Mem optimization of sumstat standardization
This ticket is dedicated to problem 8 in #412. To records potential optimization options
- reducing reuse of unneeded data. At the moment, full rows of the query table will be called into the compare_snp function. However, those information really was not used. So perhaps changing
def snps_match_dup(query,subject,keep_ambiguous=True):
pm = compare_snps(query,subject)
if not keep_ambiguous:
pm = pm[~pm.ambiguous]
new_subject = subject.loc[pm.sidx]
#update beta and snp info
new_query = pd.concat([new_subject.iloc[:,:5],query.loc[pm.qidx].iloc[:,5:]],axis=1)
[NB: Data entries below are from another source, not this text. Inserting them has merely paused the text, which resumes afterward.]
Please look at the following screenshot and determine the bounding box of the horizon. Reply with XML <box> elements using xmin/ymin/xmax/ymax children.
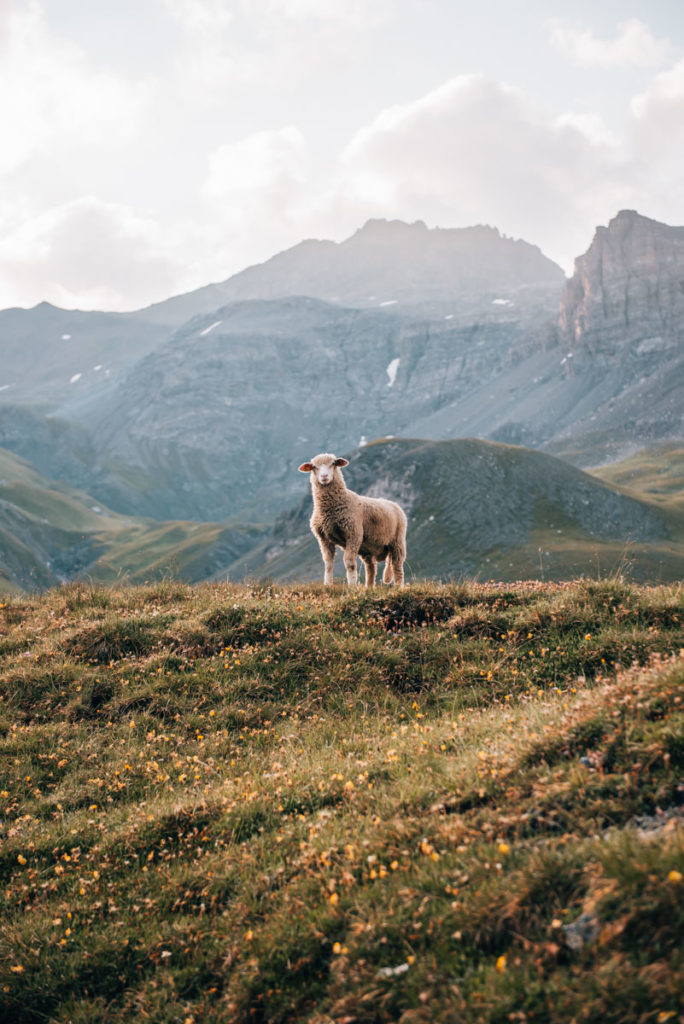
<box><xmin>0</xmin><ymin>209</ymin><xmax>663</xmax><ymax>313</ymax></box>
<box><xmin>0</xmin><ymin>0</ymin><xmax>684</xmax><ymax>311</ymax></box>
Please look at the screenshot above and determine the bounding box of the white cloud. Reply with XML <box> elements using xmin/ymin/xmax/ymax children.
<box><xmin>0</xmin><ymin>198</ymin><xmax>184</xmax><ymax>309</ymax></box>
<box><xmin>164</xmin><ymin>0</ymin><xmax>233</xmax><ymax>34</ymax></box>
<box><xmin>201</xmin><ymin>125</ymin><xmax>313</xmax><ymax>276</ymax></box>
<box><xmin>550</xmin><ymin>17</ymin><xmax>673</xmax><ymax>68</ymax></box>
<box><xmin>164</xmin><ymin>0</ymin><xmax>395</xmax><ymax>96</ymax></box>
<box><xmin>630</xmin><ymin>59</ymin><xmax>684</xmax><ymax>214</ymax></box>
<box><xmin>0</xmin><ymin>0</ymin><xmax>145</xmax><ymax>174</ymax></box>
<box><xmin>203</xmin><ymin>125</ymin><xmax>307</xmax><ymax>203</ymax></box>
<box><xmin>339</xmin><ymin>75</ymin><xmax>632</xmax><ymax>267</ymax></box>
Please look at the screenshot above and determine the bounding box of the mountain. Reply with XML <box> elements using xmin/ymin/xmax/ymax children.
<box><xmin>0</xmin><ymin>302</ymin><xmax>169</xmax><ymax>409</ymax></box>
<box><xmin>397</xmin><ymin>210</ymin><xmax>684</xmax><ymax>466</ymax></box>
<box><xmin>0</xmin><ymin>449</ymin><xmax>261</xmax><ymax>593</ymax></box>
<box><xmin>0</xmin><ymin>211</ymin><xmax>684</xmax><ymax>566</ymax></box>
<box><xmin>540</xmin><ymin>210</ymin><xmax>684</xmax><ymax>462</ymax></box>
<box><xmin>57</xmin><ymin>298</ymin><xmax>561</xmax><ymax>521</ymax></box>
<box><xmin>230</xmin><ymin>439</ymin><xmax>684</xmax><ymax>582</ymax></box>
<box><xmin>135</xmin><ymin>220</ymin><xmax>564</xmax><ymax>326</ymax></box>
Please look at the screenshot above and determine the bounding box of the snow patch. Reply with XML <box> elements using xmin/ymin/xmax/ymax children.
<box><xmin>200</xmin><ymin>321</ymin><xmax>223</xmax><ymax>338</ymax></box>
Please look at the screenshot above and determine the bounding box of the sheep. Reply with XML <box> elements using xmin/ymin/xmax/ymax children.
<box><xmin>299</xmin><ymin>452</ymin><xmax>407</xmax><ymax>587</ymax></box>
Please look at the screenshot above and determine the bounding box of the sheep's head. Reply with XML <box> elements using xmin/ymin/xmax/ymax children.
<box><xmin>299</xmin><ymin>452</ymin><xmax>349</xmax><ymax>487</ymax></box>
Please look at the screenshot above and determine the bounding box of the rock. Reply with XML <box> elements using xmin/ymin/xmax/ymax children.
<box><xmin>563</xmin><ymin>913</ymin><xmax>600</xmax><ymax>951</ymax></box>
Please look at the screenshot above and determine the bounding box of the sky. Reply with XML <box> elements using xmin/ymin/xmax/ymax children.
<box><xmin>0</xmin><ymin>0</ymin><xmax>684</xmax><ymax>310</ymax></box>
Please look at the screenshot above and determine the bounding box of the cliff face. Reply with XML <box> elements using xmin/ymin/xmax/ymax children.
<box><xmin>559</xmin><ymin>210</ymin><xmax>684</xmax><ymax>359</ymax></box>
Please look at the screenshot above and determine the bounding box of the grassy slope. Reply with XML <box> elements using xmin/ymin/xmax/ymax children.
<box><xmin>592</xmin><ymin>444</ymin><xmax>684</xmax><ymax>511</ymax></box>
<box><xmin>0</xmin><ymin>449</ymin><xmax>266</xmax><ymax>594</ymax></box>
<box><xmin>0</xmin><ymin>580</ymin><xmax>684</xmax><ymax>1024</ymax></box>
<box><xmin>230</xmin><ymin>438</ymin><xmax>684</xmax><ymax>582</ymax></box>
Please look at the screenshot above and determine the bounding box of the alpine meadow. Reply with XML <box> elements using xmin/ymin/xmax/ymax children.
<box><xmin>0</xmin><ymin>0</ymin><xmax>684</xmax><ymax>1024</ymax></box>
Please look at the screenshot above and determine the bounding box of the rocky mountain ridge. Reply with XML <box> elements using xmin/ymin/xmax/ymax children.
<box><xmin>135</xmin><ymin>220</ymin><xmax>564</xmax><ymax>325</ymax></box>
<box><xmin>0</xmin><ymin>211</ymin><xmax>684</xmax><ymax>581</ymax></box>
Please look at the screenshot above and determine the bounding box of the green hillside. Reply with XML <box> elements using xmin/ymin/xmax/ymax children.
<box><xmin>0</xmin><ymin>449</ymin><xmax>262</xmax><ymax>594</ymax></box>
<box><xmin>230</xmin><ymin>438</ymin><xmax>684</xmax><ymax>582</ymax></box>
<box><xmin>592</xmin><ymin>444</ymin><xmax>684</xmax><ymax>511</ymax></box>
<box><xmin>0</xmin><ymin>580</ymin><xmax>684</xmax><ymax>1024</ymax></box>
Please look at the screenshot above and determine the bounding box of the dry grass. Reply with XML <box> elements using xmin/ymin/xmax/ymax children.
<box><xmin>0</xmin><ymin>580</ymin><xmax>684</xmax><ymax>1024</ymax></box>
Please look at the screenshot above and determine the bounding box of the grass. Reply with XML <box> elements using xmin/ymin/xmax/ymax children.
<box><xmin>0</xmin><ymin>579</ymin><xmax>684</xmax><ymax>1024</ymax></box>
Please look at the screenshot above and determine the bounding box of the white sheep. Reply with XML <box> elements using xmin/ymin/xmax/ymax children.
<box><xmin>299</xmin><ymin>452</ymin><xmax>407</xmax><ymax>587</ymax></box>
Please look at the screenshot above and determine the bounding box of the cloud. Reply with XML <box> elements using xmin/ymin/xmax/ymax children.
<box><xmin>164</xmin><ymin>0</ymin><xmax>395</xmax><ymax>94</ymax></box>
<box><xmin>0</xmin><ymin>2</ymin><xmax>145</xmax><ymax>174</ymax></box>
<box><xmin>339</xmin><ymin>75</ymin><xmax>632</xmax><ymax>266</ymax></box>
<box><xmin>630</xmin><ymin>59</ymin><xmax>684</xmax><ymax>212</ymax></box>
<box><xmin>550</xmin><ymin>17</ymin><xmax>673</xmax><ymax>68</ymax></box>
<box><xmin>0</xmin><ymin>198</ymin><xmax>184</xmax><ymax>309</ymax></box>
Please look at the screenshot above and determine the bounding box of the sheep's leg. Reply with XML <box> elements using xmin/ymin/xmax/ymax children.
<box><xmin>389</xmin><ymin>545</ymin><xmax>407</xmax><ymax>587</ymax></box>
<box><xmin>344</xmin><ymin>547</ymin><xmax>358</xmax><ymax>587</ymax></box>
<box><xmin>364</xmin><ymin>558</ymin><xmax>377</xmax><ymax>587</ymax></box>
<box><xmin>317</xmin><ymin>537</ymin><xmax>335</xmax><ymax>587</ymax></box>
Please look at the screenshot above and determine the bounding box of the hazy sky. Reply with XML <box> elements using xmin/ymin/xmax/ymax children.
<box><xmin>0</xmin><ymin>0</ymin><xmax>684</xmax><ymax>309</ymax></box>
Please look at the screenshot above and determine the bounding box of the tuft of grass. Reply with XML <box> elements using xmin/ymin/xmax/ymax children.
<box><xmin>0</xmin><ymin>579</ymin><xmax>684</xmax><ymax>1024</ymax></box>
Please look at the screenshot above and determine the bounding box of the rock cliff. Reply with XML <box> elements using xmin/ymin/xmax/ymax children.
<box><xmin>559</xmin><ymin>210</ymin><xmax>684</xmax><ymax>359</ymax></box>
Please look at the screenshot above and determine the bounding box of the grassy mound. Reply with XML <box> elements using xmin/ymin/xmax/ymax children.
<box><xmin>0</xmin><ymin>581</ymin><xmax>684</xmax><ymax>1024</ymax></box>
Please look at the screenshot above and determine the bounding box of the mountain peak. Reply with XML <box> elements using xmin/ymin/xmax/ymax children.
<box><xmin>347</xmin><ymin>217</ymin><xmax>429</xmax><ymax>243</ymax></box>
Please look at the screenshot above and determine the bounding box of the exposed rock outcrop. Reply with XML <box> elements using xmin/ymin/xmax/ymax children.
<box><xmin>559</xmin><ymin>210</ymin><xmax>684</xmax><ymax>359</ymax></box>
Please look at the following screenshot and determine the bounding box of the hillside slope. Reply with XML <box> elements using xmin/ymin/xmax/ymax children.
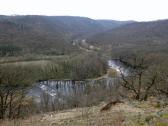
<box><xmin>87</xmin><ymin>20</ymin><xmax>168</xmax><ymax>54</ymax></box>
<box><xmin>0</xmin><ymin>15</ymin><xmax>131</xmax><ymax>55</ymax></box>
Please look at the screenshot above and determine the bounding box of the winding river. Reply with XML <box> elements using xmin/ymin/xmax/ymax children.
<box><xmin>28</xmin><ymin>59</ymin><xmax>128</xmax><ymax>100</ymax></box>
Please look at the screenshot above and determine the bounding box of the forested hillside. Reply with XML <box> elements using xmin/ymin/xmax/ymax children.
<box><xmin>0</xmin><ymin>16</ymin><xmax>131</xmax><ymax>56</ymax></box>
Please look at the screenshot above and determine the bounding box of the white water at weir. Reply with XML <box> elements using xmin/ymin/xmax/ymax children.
<box><xmin>28</xmin><ymin>60</ymin><xmax>128</xmax><ymax>99</ymax></box>
<box><xmin>108</xmin><ymin>60</ymin><xmax>128</xmax><ymax>76</ymax></box>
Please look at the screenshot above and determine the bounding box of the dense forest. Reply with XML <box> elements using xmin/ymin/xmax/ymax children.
<box><xmin>0</xmin><ymin>15</ymin><xmax>168</xmax><ymax>124</ymax></box>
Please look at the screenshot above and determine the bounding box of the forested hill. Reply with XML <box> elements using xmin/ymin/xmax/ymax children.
<box><xmin>0</xmin><ymin>15</ymin><xmax>131</xmax><ymax>55</ymax></box>
<box><xmin>90</xmin><ymin>20</ymin><xmax>168</xmax><ymax>44</ymax></box>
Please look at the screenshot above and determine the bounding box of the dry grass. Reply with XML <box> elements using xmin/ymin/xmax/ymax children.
<box><xmin>0</xmin><ymin>101</ymin><xmax>168</xmax><ymax>126</ymax></box>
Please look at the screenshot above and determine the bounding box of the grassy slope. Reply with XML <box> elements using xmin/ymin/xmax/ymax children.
<box><xmin>1</xmin><ymin>99</ymin><xmax>168</xmax><ymax>126</ymax></box>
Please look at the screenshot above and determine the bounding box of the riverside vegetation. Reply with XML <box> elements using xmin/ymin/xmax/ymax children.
<box><xmin>0</xmin><ymin>16</ymin><xmax>168</xmax><ymax>126</ymax></box>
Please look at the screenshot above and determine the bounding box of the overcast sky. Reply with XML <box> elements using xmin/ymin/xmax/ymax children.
<box><xmin>0</xmin><ymin>0</ymin><xmax>168</xmax><ymax>21</ymax></box>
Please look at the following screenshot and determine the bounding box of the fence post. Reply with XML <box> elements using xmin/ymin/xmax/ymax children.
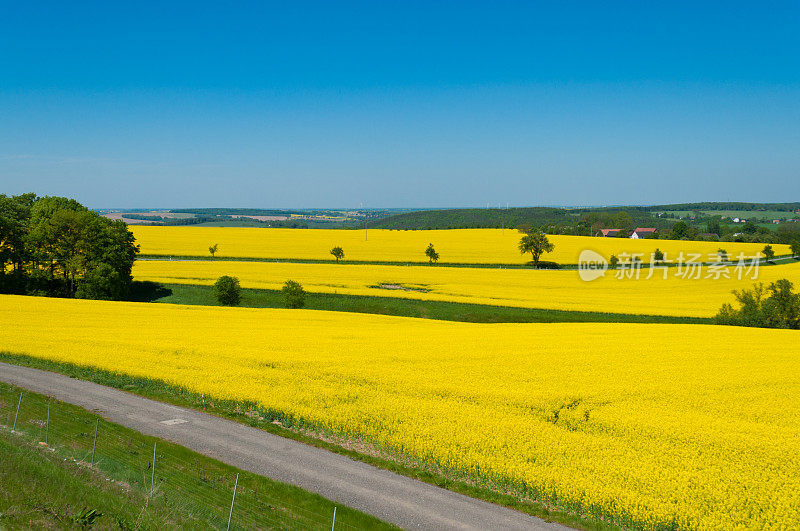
<box><xmin>150</xmin><ymin>442</ymin><xmax>156</xmax><ymax>497</ymax></box>
<box><xmin>11</xmin><ymin>392</ymin><xmax>22</xmax><ymax>433</ymax></box>
<box><xmin>44</xmin><ymin>401</ymin><xmax>50</xmax><ymax>444</ymax></box>
<box><xmin>92</xmin><ymin>417</ymin><xmax>100</xmax><ymax>466</ymax></box>
<box><xmin>228</xmin><ymin>473</ymin><xmax>239</xmax><ymax>531</ymax></box>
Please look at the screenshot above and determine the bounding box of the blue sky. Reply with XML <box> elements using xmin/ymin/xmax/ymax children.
<box><xmin>0</xmin><ymin>0</ymin><xmax>800</xmax><ymax>208</ymax></box>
new_query.loc[list(pm.flip) , "STAT"] = -new_query.STAT[list(pm.flip)]
return new_query, new_subject
into
def snps_match_dup(query,subject,keep_ambiguous=True):
pm = compare_snps(query.iloc[:,0:5],subject)
if not keep_ambiguous:
pm = pm[~pm.ambiguous]
new_subject = subject.loc[pm.sidx]
#update beta and snp info
new_query = pd.concat([new_subject.iloc[:,:5],query.loc[pm.qidx].iloc[:,5:]],axis=1)
new_query.loc[list(pm.flip) , "STAT"] = -new_query.STAT[list(pm.flip)]
return new_query, new_subject
can save us some mem
I was under the impression that numpy leverage c code under the hood and thus being more efficient that a python for-loop. Might be one option.
Since it is part of the cugg packages, when optimizing the sumstat merger, we should optimize the leftover to reduce its dependency on internet, which is why sometimes the liftover don't works within jupyterlab with following error
ConnectionError: HTTPSConnectionPool(host='hgdownload.cse.ucsc.edu', port=443): Max retries exceeded with url: /goldenPath/hg19/liftOver/hg19ToHg38.over.chain.gz (Caused by NewConnectionError('<urllib3.connection.HTTPSConnection object at 0x2ad41b3f83a0>: Failed to establish a new connection: [Errno 110] Connection timed out'))
If you have the chain file offline then it should not redownload it every time, right?
If you have the chain file offline, then it should not redownload it every time, right?
I have downloaded it, but somehow the software cant recognizes it. I have struggled to figure this out for some time but decided to postpone it after other stuff.